Three months ago, Fouzia travelled seven hours from Girdi Jungal, Pakistan to the Kandahar Province in Afghanistan, running away from her abusive husband and his two murderous wives to live with her mother. Under the guise of worry for her son’s mental and physical health, she told her husband that her mother had connections to doctors in Afghanistan who could treat their son. This was the only reason her husband allowed her to visit her mother and it was the excuse she used to never return to him.
Fouzia’s father died when she was young and her mother had no means of supporting the family. Living on the streets and with no food, Fouzia’s grandmother had no other choice but to give her away in marriage and use her dowry to make ends meet. She sold Fouzia, at age 14, to a wealthy man living in Pakistan for 6,000,000 afghani (estimated $940).
“I can’t forget the day my mother was screaming and crying out the door as my in-laws took me away,” Fouzia said.
It was only after she arrived in Pakistan that Fouzia discovered her husband had two other wives, who would eventually murder her husband’s fourth and latest bride. Fouzia’s only purpose was to be used as tool to reproduce and have children. Her husband abused, harassed and forced her into pregnancy—essentially marital rape. And now he plans to marry off their eldest daughter, only eight years old.
“I can’t let [my husband] do that without seeing [my daughter] again,” Fouzia said. “She is staying with his other wives and I cannot understand the joy of seeing my mother and family because I am so worried about her.”
Barely at the age of 30, Fouzia arrived at the clinic in Kandahar with her son, physically unfit and psychologically disturbed. She was severely anemic, vitamin deficient, dehydrated, had a TB infection and suffered from psychological disorders. Her concerned mother believed Fouzia was experiencing jinn possessions and unsuccessfully enlisted the help of several mullahs and doctors. Fouzia confided that she contemplated getting her tubes tied so she could no longer get pregnant and her husband would divert his attention to his other wives.
It was stories like Fouzia’s and many others like her in Afghanistan that inspired 23-year-old Nbyia Rasoully to found Women’s Initiative for Sanctioning Empowerment, a non-profit dedicated to providing medical relief and educational assistance for women and children worldwide.
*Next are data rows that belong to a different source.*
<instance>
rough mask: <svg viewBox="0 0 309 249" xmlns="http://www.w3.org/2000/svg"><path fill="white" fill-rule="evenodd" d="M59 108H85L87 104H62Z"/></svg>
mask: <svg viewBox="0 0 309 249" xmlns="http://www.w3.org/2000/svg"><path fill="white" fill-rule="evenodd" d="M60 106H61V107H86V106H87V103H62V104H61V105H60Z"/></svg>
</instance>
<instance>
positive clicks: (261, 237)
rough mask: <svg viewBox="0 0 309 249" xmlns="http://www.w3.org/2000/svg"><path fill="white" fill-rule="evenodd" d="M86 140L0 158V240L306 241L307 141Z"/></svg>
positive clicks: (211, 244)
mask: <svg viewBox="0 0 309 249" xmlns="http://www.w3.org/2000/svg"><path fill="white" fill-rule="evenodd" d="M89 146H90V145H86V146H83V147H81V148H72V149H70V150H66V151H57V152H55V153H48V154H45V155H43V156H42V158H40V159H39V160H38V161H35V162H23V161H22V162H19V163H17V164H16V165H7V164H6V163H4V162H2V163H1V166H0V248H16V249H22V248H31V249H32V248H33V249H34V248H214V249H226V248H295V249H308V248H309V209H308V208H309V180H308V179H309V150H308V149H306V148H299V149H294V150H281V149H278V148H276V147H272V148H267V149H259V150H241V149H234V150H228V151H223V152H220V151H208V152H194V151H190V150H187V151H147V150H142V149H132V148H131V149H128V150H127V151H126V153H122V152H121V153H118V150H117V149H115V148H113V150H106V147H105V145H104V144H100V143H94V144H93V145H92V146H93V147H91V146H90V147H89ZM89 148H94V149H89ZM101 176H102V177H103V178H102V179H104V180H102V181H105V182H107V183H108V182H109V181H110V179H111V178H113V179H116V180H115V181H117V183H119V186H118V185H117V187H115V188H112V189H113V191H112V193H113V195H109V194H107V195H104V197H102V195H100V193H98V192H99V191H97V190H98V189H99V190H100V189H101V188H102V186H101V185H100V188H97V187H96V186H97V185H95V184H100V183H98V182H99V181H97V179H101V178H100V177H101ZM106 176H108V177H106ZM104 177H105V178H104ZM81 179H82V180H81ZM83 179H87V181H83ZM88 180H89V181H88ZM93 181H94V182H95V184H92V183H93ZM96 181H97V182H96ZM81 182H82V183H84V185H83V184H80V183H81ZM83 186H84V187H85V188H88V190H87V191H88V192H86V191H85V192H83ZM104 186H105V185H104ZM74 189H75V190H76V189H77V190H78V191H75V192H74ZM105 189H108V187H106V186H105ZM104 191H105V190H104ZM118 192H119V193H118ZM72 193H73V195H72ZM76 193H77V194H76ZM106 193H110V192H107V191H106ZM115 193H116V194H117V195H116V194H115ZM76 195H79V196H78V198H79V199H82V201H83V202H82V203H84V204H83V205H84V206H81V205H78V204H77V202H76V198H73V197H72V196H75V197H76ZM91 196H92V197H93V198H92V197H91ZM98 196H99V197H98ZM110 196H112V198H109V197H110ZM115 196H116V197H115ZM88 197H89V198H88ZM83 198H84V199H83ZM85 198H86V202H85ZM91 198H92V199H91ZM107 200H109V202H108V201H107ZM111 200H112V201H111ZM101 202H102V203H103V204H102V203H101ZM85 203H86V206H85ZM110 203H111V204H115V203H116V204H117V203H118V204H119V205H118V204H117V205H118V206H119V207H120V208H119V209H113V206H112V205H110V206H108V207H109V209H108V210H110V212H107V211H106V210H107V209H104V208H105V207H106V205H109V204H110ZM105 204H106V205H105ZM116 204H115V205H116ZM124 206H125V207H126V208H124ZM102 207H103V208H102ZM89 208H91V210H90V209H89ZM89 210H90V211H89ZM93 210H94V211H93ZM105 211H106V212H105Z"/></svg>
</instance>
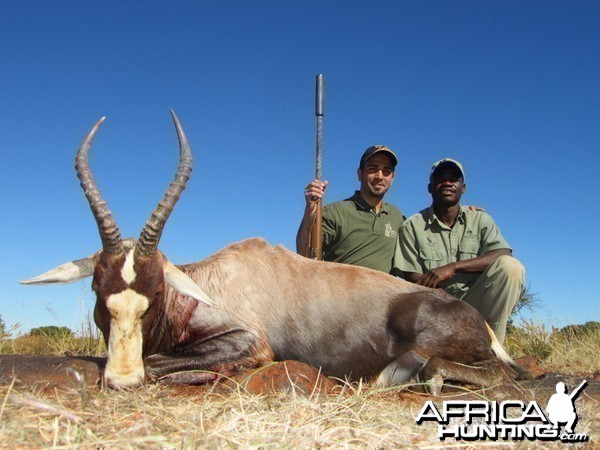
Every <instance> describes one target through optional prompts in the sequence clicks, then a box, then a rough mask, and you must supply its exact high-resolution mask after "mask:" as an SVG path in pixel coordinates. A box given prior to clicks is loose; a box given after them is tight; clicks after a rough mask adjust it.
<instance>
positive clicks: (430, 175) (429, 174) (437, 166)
mask: <svg viewBox="0 0 600 450" xmlns="http://www.w3.org/2000/svg"><path fill="white" fill-rule="evenodd" d="M443 166H454V167H456V168H457V169H458V170H459V172H460V174H461V175H462V177H463V183H464V182H465V170H464V169H463V168H462V164H461V163H459V162H458V161H456V160H455V159H452V158H444V159H440V160H439V161H437V162H436V163H434V164H433V166H431V172H429V178H431V177H432V176H433V174H434V173H435V172H436V171H437V170H438V169H439V168H440V167H443Z"/></svg>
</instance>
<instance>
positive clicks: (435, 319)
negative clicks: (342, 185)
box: [22, 111, 516, 391]
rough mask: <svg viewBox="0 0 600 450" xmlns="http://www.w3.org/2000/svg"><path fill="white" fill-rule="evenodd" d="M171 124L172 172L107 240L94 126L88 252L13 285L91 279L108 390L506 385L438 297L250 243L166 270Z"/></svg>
mask: <svg viewBox="0 0 600 450" xmlns="http://www.w3.org/2000/svg"><path fill="white" fill-rule="evenodd" d="M171 113H172V116H173V121H174V123H175V127H176V129H177V134H178V137H179V148H180V163H179V169H178V171H177V174H176V175H175V180H174V181H173V183H172V184H171V186H170V187H169V189H168V190H167V193H166V195H165V196H164V198H163V200H162V201H161V202H160V203H159V205H158V206H157V208H156V210H155V211H154V212H153V213H152V216H151V218H150V219H149V220H148V221H147V222H146V225H145V226H144V229H143V230H142V232H141V234H140V237H139V239H138V240H137V241H136V240H133V239H128V240H124V239H122V238H121V235H120V233H119V229H118V228H117V225H116V223H115V221H114V219H113V217H112V215H111V213H110V211H109V210H108V208H107V206H106V204H105V202H104V200H103V199H102V196H101V195H100V192H99V191H98V188H97V186H96V183H95V181H94V179H93V178H92V174H91V172H90V169H89V165H88V152H89V148H90V145H91V142H92V139H93V137H94V135H95V133H96V131H97V130H98V128H99V127H100V125H101V123H102V122H103V120H104V118H103V119H101V120H100V121H99V122H98V123H96V124H95V125H94V127H93V128H92V130H91V131H90V132H89V134H88V135H87V136H86V138H85V139H84V141H83V143H82V144H81V147H80V148H79V151H78V153H77V158H76V169H77V176H78V177H79V179H80V181H81V186H82V187H83V191H84V192H85V195H86V197H87V199H88V201H89V204H90V207H91V210H92V213H93V215H94V218H95V220H96V223H97V225H98V230H99V232H100V239H101V241H102V250H100V251H98V252H97V253H95V254H93V255H91V256H89V257H87V258H84V259H80V260H76V261H72V262H68V263H66V264H63V265H61V266H59V267H57V268H55V269H53V270H50V271H49V272H47V273H44V274H43V275H40V276H38V277H35V278H32V279H30V280H27V281H23V282H22V283H24V284H46V283H70V282H74V281H77V280H80V279H82V278H85V277H93V278H92V289H93V291H94V292H95V294H96V306H95V310H94V320H95V322H96V324H97V325H98V327H99V328H100V330H101V331H102V334H103V336H104V339H105V340H106V343H107V346H108V359H107V364H106V369H105V373H104V377H105V381H106V383H107V384H108V385H109V386H113V387H131V386H135V385H139V384H140V383H142V382H143V381H144V379H145V378H146V377H147V378H148V379H150V380H164V381H170V382H175V383H204V382H209V381H212V380H214V379H215V378H216V377H217V376H216V375H215V374H221V375H232V374H234V373H236V372H238V371H241V370H244V369H247V368H253V367H257V366H260V365H263V364H264V363H266V362H269V361H272V360H287V359H294V360H299V361H302V362H304V363H307V364H310V365H312V366H315V367H321V368H322V371H323V373H325V374H326V375H330V376H334V377H339V378H346V379H349V380H356V379H359V378H361V377H362V378H365V379H369V380H376V381H377V382H378V383H380V384H382V385H396V384H402V383H404V382H406V381H407V380H409V379H410V378H412V377H415V376H417V377H418V378H419V379H421V380H428V381H430V383H432V385H433V387H434V389H435V390H436V391H439V389H440V387H441V381H442V379H453V380H457V381H460V382H467V383H473V384H478V385H484V386H487V385H492V384H496V383H499V382H502V381H506V380H509V379H513V378H514V377H515V375H516V373H515V368H514V366H513V364H514V363H513V362H512V361H511V359H510V357H509V356H508V355H507V354H506V353H505V352H504V350H502V347H501V346H500V345H499V343H498V341H497V340H496V339H495V337H494V335H493V332H492V331H491V330H490V329H489V327H488V326H487V325H486V323H485V321H484V320H483V318H482V317H481V316H480V315H479V313H478V312H477V311H476V310H475V309H473V308H472V307H471V306H469V305H468V304H466V303H465V302H462V301H459V300H456V299H454V298H453V297H450V296H449V295H447V294H445V293H444V292H442V291H440V290H433V289H428V288H424V287H420V286H417V285H416V284H412V283H409V282H406V281H403V280H401V279H398V278H394V277H391V276H389V275H386V274H384V273H381V272H376V271H373V270H370V269H365V268H361V267H356V266H350V265H344V264H336V263H327V262H317V261H313V260H311V259H307V258H304V257H302V256H299V255H297V254H295V253H293V252H291V251H289V250H286V249H285V248H283V247H281V246H275V247H273V246H271V245H269V244H268V243H267V242H266V241H264V240H262V239H259V238H253V239H247V240H244V241H242V242H239V243H235V244H232V245H230V246H228V247H226V248H224V249H223V250H221V251H219V252H218V253H216V254H214V255H212V256H210V257H208V258H206V259H204V260H203V261H200V262H197V263H193V264H186V265H174V264H173V263H171V261H169V259H167V257H166V256H165V255H163V254H162V253H161V252H160V251H159V250H158V243H159V241H160V237H161V234H162V231H163V228H164V226H165V223H166V221H167V219H168V217H169V215H170V214H171V212H172V211H173V208H174V206H175V203H176V202H177V200H178V199H179V196H180V194H181V192H182V191H183V189H184V188H185V186H186V182H187V180H188V179H189V176H190V172H191V166H192V155H191V152H190V148H189V145H188V142H187V139H186V137H185V135H184V133H183V130H182V128H181V125H180V123H179V121H178V119H177V117H176V116H175V114H174V113H173V112H172V111H171Z"/></svg>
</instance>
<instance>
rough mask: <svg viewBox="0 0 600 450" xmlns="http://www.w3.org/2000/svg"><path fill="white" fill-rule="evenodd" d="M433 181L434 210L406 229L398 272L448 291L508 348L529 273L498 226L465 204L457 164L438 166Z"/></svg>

This past summer, Rasoully travelled to Afghanistan, her parent’s homeland, on WISE’s first-ever mission to distribute medical supplies and basic necessities to clinics. The organization visited clinics and orphanages in five different provinces: Kandahar, Bamiyan, Wardak, Nangarhar and Laghman.
“This experience helped me realize the amount of help these people need, how much I was not able to provide them,” she said.
Though Kandahar is known for its volatile and dangerous environment, Rasoully made it a point to visit clinics in this oft forgotten and neglected city, which is where she met Fouzia and her son.
WISE provided items such as sterile surgical equipment for hospitals, prenatal vitamins for pregnant mothers, iron supplements for anemic patients, first aid creams for children visiting the Emergency Room, and multivitamins for breastfeeding mothers and children.
But entering the rural villages of Afghanistan as a woman health worker from the West was challenging and uncomfortable for Rasoully.
“Everyone gave me a look like I didn’t belong there,” she said.
And though the Afghan male leaders and officials were integral actors in the success of Rasoully’s work, she still felt intimidated and uncomfortable around them simply because was a woman. She was often told to sit out of male-dominated meetings with the doctors and government officials because it was deemed culturally inappropriate and her reputation would be at risk for being too forward.
“The men would look at me weird,” she said. “They would tell me to just give [the medicine] to the males or the community elders and let them handle it, that girls shouldn’t handle it.”
Coming from America was an even greater battle having to overcome stereotypes of not speaking the local language or that she was spoiled, unable to comprehend their problems and circumstances. But once she started to speak with the women at the clinics in Pashto, the patients would start to feel comfortable and open up to Rasoully.
“They would ask about how to get education and how to become leaders and make a difference in their communities,” Rasoully said. “They looked at me as a role model and inspiration.”
The Afghan women were eager and ambitious to learn, but Rasoully found it difficult to give them advice because they were uneducated, poor, and women living in a male-run society. They lacked any resources or outlets to break out of their circumstance. The power disparity between Rasoully and the female patients at the clinic made her feel weak and powerless.
“There was just such little hope and opportunity for the women,” Rasoully said. “At times it made me feel useless, which is what motivates me to go back and provide assistance on a larger scale in the future.”